Senate Bill 923 (De Leon) is supposed to assist injured workers by increasing access to care. More likely, if it gets signed into law, it'll protect them out of much of the care they currently get.

As if Utilization Review by doctors without licensure in California weren't bad enough, we now have another opportunity to stick it to injured workers by making them subject to the Medicare RBRVS fee schedule. This schedule was tried in Hawaii and in Texas. Both states lost the participation of so many specialists that both states had to increase the conversion factor to keep their specialists in the system. With this dismal record well known in healthcare circles, it remains a wonder that the good Senator De Leon wants to try it out again with injured workers in California as the latest guinea pigs.
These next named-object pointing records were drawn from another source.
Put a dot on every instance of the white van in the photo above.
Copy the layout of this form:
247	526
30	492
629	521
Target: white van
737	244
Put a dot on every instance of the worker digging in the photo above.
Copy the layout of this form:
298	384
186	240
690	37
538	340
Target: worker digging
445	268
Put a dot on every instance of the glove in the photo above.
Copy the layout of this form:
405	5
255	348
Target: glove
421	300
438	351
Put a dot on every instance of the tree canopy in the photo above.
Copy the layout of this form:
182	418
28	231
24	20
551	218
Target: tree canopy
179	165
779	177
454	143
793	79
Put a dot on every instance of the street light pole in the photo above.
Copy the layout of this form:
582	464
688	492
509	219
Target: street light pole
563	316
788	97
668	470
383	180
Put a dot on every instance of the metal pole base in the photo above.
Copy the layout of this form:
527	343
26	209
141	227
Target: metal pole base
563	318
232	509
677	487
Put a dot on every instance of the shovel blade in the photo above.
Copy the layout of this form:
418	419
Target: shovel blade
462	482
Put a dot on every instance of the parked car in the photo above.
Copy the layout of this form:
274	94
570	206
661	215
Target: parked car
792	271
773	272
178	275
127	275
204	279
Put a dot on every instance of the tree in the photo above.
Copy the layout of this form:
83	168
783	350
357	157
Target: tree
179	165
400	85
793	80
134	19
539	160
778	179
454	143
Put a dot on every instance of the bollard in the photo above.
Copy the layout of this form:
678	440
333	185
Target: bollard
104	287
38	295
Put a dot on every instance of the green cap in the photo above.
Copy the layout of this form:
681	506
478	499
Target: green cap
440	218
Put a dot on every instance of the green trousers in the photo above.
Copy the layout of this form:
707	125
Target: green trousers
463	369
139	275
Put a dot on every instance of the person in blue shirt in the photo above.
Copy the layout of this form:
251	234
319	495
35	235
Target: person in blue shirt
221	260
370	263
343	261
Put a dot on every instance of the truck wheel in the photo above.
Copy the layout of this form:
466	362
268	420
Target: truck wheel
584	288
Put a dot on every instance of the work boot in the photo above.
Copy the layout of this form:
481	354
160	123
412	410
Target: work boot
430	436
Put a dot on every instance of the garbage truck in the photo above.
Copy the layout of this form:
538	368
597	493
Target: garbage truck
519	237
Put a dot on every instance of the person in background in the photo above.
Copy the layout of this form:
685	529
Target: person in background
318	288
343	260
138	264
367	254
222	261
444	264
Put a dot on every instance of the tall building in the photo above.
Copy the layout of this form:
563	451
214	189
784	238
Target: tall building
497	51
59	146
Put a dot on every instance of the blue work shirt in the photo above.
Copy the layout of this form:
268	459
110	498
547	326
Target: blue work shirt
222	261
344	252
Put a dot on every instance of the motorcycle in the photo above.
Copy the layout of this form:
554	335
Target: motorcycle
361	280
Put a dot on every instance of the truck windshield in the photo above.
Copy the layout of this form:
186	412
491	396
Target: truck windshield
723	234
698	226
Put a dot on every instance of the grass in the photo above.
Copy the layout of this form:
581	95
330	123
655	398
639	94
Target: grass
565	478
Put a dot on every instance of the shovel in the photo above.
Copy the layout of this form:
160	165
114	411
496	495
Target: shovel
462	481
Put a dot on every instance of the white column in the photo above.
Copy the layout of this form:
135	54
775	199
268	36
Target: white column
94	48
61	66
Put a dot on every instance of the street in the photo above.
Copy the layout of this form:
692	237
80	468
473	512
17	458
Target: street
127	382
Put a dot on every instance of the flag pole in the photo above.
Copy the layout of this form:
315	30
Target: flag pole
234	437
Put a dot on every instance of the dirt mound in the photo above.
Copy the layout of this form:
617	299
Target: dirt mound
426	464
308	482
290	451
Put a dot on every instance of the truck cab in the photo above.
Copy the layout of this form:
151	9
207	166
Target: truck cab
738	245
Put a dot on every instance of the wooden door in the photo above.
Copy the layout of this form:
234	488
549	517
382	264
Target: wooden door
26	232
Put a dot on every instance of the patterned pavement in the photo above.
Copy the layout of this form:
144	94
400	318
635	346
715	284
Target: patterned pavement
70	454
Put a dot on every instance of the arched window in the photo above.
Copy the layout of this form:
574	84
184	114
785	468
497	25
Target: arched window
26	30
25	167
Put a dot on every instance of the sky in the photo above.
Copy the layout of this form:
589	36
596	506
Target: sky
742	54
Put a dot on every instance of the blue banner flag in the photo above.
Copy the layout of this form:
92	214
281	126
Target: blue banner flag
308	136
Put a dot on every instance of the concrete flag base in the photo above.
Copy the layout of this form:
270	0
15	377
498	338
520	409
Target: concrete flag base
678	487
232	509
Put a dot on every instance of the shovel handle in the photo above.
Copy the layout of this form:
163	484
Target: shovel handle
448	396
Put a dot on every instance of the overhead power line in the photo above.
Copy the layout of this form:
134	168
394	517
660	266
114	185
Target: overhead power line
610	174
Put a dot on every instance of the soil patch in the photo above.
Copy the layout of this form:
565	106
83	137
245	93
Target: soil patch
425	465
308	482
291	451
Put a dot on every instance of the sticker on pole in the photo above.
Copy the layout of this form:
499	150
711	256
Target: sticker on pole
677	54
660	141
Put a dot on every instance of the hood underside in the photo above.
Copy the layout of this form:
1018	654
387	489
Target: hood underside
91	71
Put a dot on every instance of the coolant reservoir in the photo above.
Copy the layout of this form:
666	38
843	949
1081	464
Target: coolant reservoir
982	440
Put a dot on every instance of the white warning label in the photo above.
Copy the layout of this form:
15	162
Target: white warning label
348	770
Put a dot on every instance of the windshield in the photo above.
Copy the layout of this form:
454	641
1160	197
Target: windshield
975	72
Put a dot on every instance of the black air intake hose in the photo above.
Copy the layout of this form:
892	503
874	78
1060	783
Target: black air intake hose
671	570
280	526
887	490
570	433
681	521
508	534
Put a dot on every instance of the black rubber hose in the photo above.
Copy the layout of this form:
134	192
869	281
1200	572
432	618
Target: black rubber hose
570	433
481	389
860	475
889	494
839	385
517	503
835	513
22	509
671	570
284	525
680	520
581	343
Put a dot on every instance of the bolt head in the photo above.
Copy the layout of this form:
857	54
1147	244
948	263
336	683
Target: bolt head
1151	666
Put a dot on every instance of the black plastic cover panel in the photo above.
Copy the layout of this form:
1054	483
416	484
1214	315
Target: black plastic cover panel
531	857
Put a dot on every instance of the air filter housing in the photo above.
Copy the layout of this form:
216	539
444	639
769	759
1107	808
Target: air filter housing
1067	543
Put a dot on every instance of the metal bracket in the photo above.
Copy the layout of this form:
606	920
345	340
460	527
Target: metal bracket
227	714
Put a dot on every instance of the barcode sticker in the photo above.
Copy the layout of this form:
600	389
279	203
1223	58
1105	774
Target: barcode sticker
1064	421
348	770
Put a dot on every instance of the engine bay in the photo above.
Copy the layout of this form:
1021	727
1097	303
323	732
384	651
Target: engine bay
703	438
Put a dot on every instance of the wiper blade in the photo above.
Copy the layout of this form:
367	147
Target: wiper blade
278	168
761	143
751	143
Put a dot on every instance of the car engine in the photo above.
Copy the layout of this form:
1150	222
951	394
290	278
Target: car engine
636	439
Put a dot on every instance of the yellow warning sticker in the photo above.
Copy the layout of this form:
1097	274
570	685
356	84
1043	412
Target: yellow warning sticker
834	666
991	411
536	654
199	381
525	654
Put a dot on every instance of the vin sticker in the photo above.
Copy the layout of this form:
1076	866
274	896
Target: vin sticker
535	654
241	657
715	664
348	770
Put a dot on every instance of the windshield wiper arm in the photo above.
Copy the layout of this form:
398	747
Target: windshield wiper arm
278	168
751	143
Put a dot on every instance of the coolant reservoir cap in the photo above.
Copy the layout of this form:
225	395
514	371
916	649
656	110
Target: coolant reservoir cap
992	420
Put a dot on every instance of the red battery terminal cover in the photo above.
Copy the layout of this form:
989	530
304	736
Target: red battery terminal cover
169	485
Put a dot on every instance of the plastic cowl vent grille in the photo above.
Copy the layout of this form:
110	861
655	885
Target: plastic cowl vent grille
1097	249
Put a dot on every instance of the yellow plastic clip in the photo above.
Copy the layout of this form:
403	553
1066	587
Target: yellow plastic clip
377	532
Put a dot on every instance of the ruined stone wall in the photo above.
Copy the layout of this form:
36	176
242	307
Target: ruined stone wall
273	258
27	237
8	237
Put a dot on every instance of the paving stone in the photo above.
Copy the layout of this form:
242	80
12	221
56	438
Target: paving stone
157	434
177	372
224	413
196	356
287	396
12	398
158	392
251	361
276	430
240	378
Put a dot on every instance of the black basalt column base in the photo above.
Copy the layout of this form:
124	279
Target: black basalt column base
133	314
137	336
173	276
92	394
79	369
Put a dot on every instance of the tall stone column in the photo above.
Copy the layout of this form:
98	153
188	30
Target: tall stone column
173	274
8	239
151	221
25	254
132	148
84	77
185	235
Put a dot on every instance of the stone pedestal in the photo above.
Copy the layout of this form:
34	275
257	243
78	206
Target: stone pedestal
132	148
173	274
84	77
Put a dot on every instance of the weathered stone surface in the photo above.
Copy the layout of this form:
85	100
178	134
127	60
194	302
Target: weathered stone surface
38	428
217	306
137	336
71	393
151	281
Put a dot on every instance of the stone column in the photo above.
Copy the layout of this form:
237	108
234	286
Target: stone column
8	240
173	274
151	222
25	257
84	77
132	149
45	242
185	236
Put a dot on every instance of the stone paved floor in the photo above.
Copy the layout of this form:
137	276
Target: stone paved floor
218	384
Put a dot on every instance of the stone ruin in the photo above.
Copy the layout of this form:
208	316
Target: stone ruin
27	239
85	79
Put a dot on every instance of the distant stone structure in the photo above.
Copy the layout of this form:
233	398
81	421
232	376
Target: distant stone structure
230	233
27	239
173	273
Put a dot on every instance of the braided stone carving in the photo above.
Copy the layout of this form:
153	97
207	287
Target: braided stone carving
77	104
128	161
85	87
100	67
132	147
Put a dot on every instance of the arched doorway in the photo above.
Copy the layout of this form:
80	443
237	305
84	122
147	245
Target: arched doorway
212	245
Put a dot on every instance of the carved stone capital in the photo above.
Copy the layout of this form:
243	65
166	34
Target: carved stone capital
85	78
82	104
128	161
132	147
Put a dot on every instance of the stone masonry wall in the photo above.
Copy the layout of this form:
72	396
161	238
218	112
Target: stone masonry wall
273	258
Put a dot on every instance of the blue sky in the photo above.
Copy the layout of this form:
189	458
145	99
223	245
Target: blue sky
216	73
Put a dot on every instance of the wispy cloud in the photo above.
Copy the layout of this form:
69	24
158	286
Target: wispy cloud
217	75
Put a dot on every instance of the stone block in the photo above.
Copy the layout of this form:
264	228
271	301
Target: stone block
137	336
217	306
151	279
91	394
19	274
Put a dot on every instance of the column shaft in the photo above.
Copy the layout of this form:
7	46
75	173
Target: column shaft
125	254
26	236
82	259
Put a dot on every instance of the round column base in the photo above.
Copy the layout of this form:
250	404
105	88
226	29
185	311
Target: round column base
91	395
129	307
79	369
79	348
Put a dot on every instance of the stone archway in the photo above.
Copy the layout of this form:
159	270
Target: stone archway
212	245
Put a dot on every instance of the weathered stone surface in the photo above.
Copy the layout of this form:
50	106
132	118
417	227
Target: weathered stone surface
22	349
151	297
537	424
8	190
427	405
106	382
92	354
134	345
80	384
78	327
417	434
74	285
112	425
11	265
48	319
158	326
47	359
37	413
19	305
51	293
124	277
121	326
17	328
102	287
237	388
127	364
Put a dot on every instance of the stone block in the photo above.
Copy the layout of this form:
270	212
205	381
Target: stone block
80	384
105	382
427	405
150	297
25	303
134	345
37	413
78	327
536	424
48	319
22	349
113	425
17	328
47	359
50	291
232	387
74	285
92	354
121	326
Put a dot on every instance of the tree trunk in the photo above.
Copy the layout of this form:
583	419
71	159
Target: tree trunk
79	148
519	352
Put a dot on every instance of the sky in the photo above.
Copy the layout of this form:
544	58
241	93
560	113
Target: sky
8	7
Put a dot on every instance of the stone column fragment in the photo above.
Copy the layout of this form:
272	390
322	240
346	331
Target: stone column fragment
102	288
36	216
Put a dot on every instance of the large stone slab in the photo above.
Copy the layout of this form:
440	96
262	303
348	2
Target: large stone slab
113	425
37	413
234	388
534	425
The current method of reimbursement to physicians who treat injured workers in California follows the Office Medical Fee Schedule (OMFS) which currently pays doctors some of the lowest reimbursement rates in the USA. If that's so, then how could the RBRVS be worse? The answer is that the Medicare RBRVS is geared to the elderly and provides largely geriatric care whereas the OMFS is geared to injured workers so they can return to work. The RBRVS is supposed to provide care although at the present time even that is in danger because of Section 10320 of the Affordable Care Act and the directive to establish an unelected Independent Payment Advisory Board (IPAB) whose primary purpose is to cut costs to Medicare. Installing the Medicare RBRVS system into workers comp and replacing the OMFS with it only shows that the researchers for SB 923 didn't do enough homework.

If the RBRVS is inserted into the system, we can count on many specialists including surgeons to withdraw from workers comp and industrial medicine. When the injured workers discover as a community that they've been shortchanged -- such discoveries take a few years -- the politicians who put the screws to them will have left office and gone to greener pastures, e.g., some will be working for insurance companies. The legacy they leave if SB 923 gets signed into law will be one of deprivation and denial of care.

Our advice: since SB 923 is expected to be heard in the Assembly Insurance Committee on June 23rd, there's still time to tell 'em what you think by faxing the committee at 916-319-2086 and its Chair, Assemblyman Jose Solorio, 916-319-2169.

Aside from Texas and Hawaii, the RBRVS has been tried in other states, e.g., Florida, Massachusetts, and Maryland, all without success. In this report we've named five states in which the RBRVS failed. The RBRVS should not be foisted upon our injured workers in California. SB 923 (De Leon) desrves to be soundly defeated, badly enough so that it won't come back for a long time.